Malam itu, saya dan Richard hendak turun. Setelah beberapa saat menunggu, akhirnya datang juga lift yang dipanggil. Kebetulan lift yang terbuka pintunya adalah lift barang. Tanpa firasat buruk dan curiga kami naik dengan hati bersih dan tulus iklas. Saat bernyanyi-nyanyi kecil, tiba-tiba lift berguncang, disertai lampu mati dan lift berhenti! Gosh! Kejadiannya sama seperti kamu naik mobil dan tiba-tiba mobil mogok mendadak. Bedanya kalo mobil arahnya dari belakang ke depan, kalo lift dari atas ke bawa; kalo mobil jarak kebawa 30cm, kalo lift 30 meter.

Saya berusaha bersikap tenang, sedangkan Richard sudah panik. Dia menekan interkom meminta pertolongan. Saya berdoa minta ampun sebelum mati.

'Ada yang bisa kami bantu?' Geblek nih orang, memang ada ya orang pencet interkom di lift, tidak butuh bantuan??

'Pak, kami terkurung di lift! Liftnya tiba-tiba mati!!'

'Liftnya ada di lantai berapa?'

'gak tau pak. Di display blank!'

'Ok bu, harap tenang ya, kami segera ke sana'

'Ibu??' Sekarang saya yakin, suara kami terdengar seperti jeritan perempuan.

Lampu kembali menyala, namun tidak ada sirkulasi udara, alias ACnya mati. Perlahan namun pasti kami lemas kehabisa udara. Hm sebenarnya sampai sekarang saya kurang yakin, kami lemes karena kehabisan oksigen atau karena kentutnya Richard.

Lima menit kemudian lift mulai bergoyang, dan tiba-tiba bergerak turun.

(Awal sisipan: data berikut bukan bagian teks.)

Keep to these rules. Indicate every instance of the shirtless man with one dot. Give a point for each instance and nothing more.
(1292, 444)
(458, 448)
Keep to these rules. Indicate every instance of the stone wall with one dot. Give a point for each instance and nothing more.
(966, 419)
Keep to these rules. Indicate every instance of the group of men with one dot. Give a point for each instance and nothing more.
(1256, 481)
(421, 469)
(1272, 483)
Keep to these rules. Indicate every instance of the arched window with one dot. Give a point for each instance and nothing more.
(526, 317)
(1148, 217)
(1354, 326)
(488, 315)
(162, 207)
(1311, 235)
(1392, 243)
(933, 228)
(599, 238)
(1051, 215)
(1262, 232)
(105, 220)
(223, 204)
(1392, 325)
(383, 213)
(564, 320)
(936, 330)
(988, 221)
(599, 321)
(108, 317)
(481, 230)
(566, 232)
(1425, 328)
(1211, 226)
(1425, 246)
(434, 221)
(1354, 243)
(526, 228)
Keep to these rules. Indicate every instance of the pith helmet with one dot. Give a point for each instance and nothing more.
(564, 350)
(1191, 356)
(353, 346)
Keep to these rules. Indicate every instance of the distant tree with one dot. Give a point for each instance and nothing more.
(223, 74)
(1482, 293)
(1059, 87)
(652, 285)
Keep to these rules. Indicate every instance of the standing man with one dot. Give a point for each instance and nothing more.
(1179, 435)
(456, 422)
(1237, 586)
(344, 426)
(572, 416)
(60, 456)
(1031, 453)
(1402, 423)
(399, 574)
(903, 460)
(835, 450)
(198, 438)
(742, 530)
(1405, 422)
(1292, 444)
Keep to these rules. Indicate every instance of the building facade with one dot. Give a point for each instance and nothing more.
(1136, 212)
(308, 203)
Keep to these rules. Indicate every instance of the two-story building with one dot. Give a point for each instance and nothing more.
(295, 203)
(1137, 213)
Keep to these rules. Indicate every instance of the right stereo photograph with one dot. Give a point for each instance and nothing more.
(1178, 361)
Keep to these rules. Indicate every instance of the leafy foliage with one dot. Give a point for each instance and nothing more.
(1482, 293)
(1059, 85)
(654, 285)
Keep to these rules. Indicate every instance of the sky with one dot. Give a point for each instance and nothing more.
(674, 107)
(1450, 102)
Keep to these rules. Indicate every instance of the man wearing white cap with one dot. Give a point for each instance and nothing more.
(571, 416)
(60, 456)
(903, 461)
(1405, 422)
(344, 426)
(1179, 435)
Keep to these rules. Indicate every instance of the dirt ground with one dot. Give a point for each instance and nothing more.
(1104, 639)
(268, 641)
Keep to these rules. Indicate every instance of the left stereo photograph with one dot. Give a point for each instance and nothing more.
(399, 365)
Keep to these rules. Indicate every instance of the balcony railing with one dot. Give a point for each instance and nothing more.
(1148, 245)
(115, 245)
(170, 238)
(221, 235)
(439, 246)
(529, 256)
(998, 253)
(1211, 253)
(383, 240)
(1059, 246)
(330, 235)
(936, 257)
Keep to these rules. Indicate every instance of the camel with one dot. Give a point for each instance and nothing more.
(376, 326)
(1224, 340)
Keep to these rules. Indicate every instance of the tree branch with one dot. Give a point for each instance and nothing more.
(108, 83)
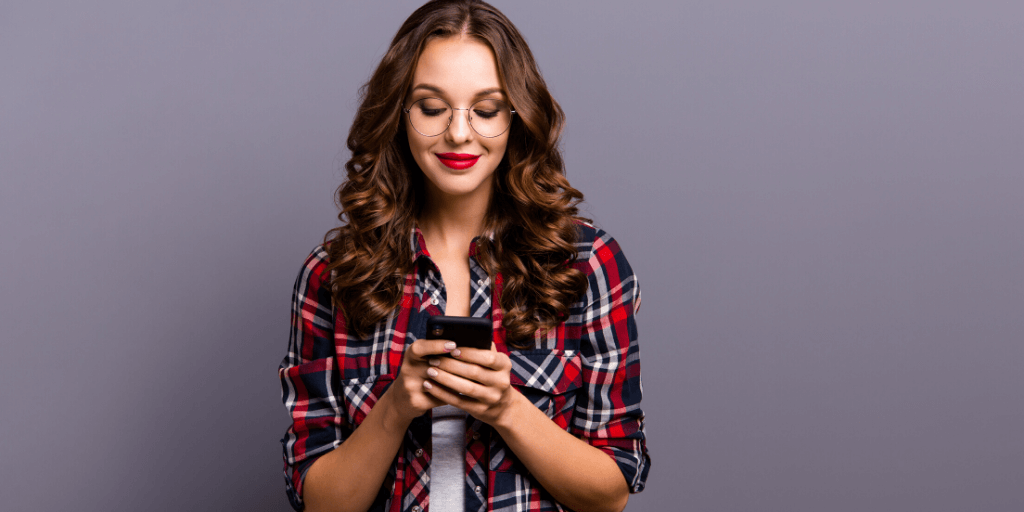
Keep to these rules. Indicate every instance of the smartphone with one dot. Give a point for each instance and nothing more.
(464, 331)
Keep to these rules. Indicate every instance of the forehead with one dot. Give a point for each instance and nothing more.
(457, 66)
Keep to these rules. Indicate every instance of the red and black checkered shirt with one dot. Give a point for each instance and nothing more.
(585, 375)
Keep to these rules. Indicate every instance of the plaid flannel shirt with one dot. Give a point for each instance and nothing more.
(585, 375)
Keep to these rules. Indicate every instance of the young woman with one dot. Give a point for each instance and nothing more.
(457, 204)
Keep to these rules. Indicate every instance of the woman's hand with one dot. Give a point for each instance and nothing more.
(473, 380)
(410, 395)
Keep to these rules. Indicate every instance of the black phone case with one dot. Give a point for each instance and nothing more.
(464, 331)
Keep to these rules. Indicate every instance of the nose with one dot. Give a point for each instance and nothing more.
(460, 131)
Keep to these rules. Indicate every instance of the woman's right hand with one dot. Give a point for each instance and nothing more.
(409, 396)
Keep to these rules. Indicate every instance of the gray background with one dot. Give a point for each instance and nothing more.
(823, 204)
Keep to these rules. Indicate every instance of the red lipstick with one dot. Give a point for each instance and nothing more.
(458, 161)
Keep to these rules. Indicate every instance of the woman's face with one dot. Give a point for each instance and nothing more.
(459, 162)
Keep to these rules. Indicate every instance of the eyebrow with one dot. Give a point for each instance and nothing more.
(434, 88)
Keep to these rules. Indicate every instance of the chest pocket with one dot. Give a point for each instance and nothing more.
(550, 379)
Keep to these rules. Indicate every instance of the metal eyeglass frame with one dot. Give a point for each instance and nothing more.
(469, 117)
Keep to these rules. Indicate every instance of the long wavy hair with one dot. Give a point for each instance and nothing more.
(532, 214)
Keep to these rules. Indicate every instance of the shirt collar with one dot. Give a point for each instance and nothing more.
(419, 245)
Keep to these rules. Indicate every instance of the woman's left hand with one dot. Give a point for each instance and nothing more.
(473, 380)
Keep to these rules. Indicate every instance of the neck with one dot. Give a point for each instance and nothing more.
(451, 222)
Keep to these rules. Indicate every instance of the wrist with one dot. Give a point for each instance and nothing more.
(392, 418)
(512, 415)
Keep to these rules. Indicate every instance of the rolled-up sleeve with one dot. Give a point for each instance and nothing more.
(308, 377)
(608, 415)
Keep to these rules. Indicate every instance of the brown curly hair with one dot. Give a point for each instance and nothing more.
(532, 215)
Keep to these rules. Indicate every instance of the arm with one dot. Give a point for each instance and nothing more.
(329, 465)
(577, 474)
(604, 458)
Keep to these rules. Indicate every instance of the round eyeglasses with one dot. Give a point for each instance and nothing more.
(431, 116)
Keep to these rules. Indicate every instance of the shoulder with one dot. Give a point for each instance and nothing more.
(596, 249)
(314, 270)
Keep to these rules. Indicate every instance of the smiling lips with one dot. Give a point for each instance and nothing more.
(458, 160)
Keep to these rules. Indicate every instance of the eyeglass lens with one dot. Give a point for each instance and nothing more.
(432, 116)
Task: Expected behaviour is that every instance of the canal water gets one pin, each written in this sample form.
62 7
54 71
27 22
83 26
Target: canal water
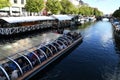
97 57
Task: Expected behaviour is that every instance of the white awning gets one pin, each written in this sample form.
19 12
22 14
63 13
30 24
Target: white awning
26 19
62 17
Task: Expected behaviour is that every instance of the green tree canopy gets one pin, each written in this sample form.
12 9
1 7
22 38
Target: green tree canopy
53 6
68 7
87 11
117 13
97 12
4 3
34 5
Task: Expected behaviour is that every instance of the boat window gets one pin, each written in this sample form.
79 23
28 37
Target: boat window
47 52
56 45
10 67
52 48
33 58
64 41
23 62
40 54
3 74
59 42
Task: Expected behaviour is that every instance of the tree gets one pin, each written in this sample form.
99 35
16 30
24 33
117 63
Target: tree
97 12
34 5
53 6
67 7
116 13
4 3
88 11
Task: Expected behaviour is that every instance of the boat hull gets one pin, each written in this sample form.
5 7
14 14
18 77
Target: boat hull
40 67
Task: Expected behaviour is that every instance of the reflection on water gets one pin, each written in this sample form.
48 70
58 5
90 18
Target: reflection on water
94 59
9 48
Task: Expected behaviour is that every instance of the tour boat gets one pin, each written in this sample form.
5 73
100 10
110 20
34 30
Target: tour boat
25 64
15 25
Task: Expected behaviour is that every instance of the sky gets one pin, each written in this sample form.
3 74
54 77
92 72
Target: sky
106 6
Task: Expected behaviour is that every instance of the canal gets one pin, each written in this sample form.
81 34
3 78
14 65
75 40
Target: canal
96 58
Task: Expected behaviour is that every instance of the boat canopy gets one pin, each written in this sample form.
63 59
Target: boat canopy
62 17
25 19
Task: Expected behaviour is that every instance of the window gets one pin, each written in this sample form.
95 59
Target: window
22 1
15 1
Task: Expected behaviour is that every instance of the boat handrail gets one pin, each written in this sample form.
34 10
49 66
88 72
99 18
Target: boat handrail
16 64
34 55
5 72
26 59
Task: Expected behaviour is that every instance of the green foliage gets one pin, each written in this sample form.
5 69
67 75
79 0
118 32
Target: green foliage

Ok, mungkin kalo turunnya wajar sih gak masalah, ini turun seperti lepas dari kabel!

"KAK, NGAPAIN TIARAP DI LANTAI??!!!!"

Ok, mungkin kalian belum tahu, cuma saya memiliki ketidaknyamanan berada di tempat tinggi - itu kalo tidak mau dibilang hyperbola hyperphobia. Makanya kalo naik pesawat, saya lebih memilih untuk duduk di gang dari pada di jendela, dan beberapa saat sebelum take off atau landing, saya sudah tertidur. Belakangan juga saya baru tahu duduk di kursi belakang juga buruk buat saya.

Pengalaman pertama dan terakhir duduk dikursi belakang, saya menjerit (dan mungkin suaranya seperti anak perempuan juga) saat take off. Beruntung setelahnya pramugari yang cantik menawarkan untuk pindah duduk di tengah, tentunya dengan disertai senyum penuh makna.

Kembali ke lift. Setelah beberapa saat lift bergerak turun dengan sedikit tidak stabil, akhirnya pintu terbuka. Awalnya kami tidak tahu di lantai mana tepatnya lift terbuka, karena di display masih blank. Yang saya tahu orang yang menunggu lift terkejut melihat kami keringatan dan ekspresi muka kami yang seperti habis disantet.

Tapi betapa leganya begitu saya keluar dari lift dan menginjakan kaki ke permukaan bumi. Dan kalo bukan karena kamar saya di lantai 18, saya pasti sudah menggunakan lift saat kembali ke kamar.

Eniwei sejak kemarin saluran air di WC saya tersumbat, sehingga membuat WC tergenang sehabis mandi. Mungkin takdir saya tidak mati di lift, tapi mati tergenang di WC saat mandi.



Disclaimer. Bagi yang berpikir bahwa Benny dan ci Onik benar-benar menyimpan rahasia mengenai apartemen ini, berarti kamu belum mengerti humor saya.

3 comments:

Richard Nikolas Pringgodigdo mengatakan...

loh bukannya kakak yang kentut? aheuaheuaheuh

Wibowo Kosasih mengatakan...

Hehehe ... Sebenernya kalau di apartemen itu yang paling gue takutin godaan "makhluk halus"-nya Joe ...
Apalagi kalau terjebak satu lift sama 'Makhluk Halus' ... Wah asyiknya ... eh ... seremnya ...

joh juda mengatakan...

@Benny
hm iya jg sih, kejebak di lift bersama 'mahluk halus' memang menyeramkan, apa lagi kalo gw yg kentut.